Jennifer, Ottawa, ON
Sometimes I find myself saying things like "this was the mid-eighties, that's the way things were then." I've even posted such a sentiment in Coffee Talk. Then I got to thinking, this was the eighties, not the fifties. Most phones were push-button by then (a few rotary, but not many). ATM machines were available outside most banks (but not in grocery stores or gas stations). This was the time of the Equal Rights Amendment and women in the workplace were not only accepted but commonplace, just as Connie is. Stay-at-home moms were more common than now, but not as much as when I grew up in the fifties and sixties. I guess what I'm trying to say is that John's attitudes and utterances seem to be more rooted in the fifties than the eighties.
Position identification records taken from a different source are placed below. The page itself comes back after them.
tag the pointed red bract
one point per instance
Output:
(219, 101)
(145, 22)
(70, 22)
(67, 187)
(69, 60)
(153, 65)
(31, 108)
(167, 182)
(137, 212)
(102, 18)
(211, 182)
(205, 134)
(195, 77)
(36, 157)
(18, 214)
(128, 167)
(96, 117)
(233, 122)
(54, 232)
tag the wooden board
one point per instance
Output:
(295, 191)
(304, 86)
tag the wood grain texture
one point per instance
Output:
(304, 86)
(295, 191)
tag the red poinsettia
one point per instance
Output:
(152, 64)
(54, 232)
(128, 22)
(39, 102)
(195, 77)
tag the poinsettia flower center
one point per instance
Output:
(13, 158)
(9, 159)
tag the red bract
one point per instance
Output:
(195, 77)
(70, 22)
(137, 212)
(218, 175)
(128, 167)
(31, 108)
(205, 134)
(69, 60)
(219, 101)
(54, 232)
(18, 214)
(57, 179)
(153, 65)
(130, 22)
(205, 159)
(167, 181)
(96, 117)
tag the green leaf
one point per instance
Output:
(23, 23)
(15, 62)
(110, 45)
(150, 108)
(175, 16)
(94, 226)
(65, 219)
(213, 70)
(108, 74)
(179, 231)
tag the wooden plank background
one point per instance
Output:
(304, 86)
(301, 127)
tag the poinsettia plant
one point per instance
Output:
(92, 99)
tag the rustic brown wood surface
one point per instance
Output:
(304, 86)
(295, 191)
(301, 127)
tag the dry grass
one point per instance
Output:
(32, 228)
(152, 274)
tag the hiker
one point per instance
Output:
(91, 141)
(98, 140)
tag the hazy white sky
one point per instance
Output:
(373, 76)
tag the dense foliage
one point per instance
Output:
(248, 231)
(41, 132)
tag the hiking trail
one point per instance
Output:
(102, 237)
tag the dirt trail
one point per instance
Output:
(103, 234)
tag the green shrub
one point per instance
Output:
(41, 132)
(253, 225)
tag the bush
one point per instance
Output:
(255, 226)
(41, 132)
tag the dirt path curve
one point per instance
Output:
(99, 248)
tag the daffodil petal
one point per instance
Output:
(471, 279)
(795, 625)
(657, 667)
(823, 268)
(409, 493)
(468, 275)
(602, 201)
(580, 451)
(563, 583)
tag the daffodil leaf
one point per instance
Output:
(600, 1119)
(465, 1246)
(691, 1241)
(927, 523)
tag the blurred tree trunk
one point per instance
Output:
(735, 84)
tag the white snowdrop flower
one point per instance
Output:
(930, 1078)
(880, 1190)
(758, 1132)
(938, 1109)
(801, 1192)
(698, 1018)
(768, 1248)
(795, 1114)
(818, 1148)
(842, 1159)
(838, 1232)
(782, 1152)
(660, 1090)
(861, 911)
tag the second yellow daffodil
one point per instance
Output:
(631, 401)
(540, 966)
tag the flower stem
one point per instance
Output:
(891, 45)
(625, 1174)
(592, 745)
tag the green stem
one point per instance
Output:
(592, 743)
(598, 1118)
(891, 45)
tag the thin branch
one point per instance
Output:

But then again, that's what made it funny in the eighties (and now).
Jan C, Victorville, CA
Folks remember that these are redo's of strips written 20 years ago. The artwork has been redone, but not necessarily the conversations. In 1980's that was still the way it was in many households where there was one income earner and one stay at home parent with small children. Times have changed and most families have dual earners and more equality in spending patterns.
Margaret S, Richmond, VA
Oh, boy, does your strip bring it all back . . . my kids are teens and tweens now, but this week's strips brought back to me all the chaos and mess, and longing for something more -- something better --anything, even becoming a short-order cook!
Joyce, Des Plaines, IL
Just wanted to add another comment concerning Steve B.'s mention of the rotary phones a few days back. When we lived in Okinawa Japan (with the US military) less than 10 years ago, we had a rotary phone in our on-base home. My kids, who were early teens at the time, had only ever seen one other rotary phone (at my parents' home), and I actually had to show them how to use it. They thought it was the coolest thing to have something that their friends back in the States didn't have!
Janell B, SD
Glad I get the chance to tell you that I love this comic strip because it is just so down to earth! Everybody at one time or other can relate to Ellie. Glad we get to read these from the past.
Mary Ann, Hornell, NY
My younger sister and April were born in the same week and there is a strong resembalance in their actions and oddly enough in looks also.
Sarah S, Enid, OK
Is it just me who thinks this or is the little boy who Farley inadvertently rescues in the book a very young Anthony? I mean, he's about the right age and has red hair so it could be him. If so, he's got a deeper connection to the Pattersons than anyone ever guessed.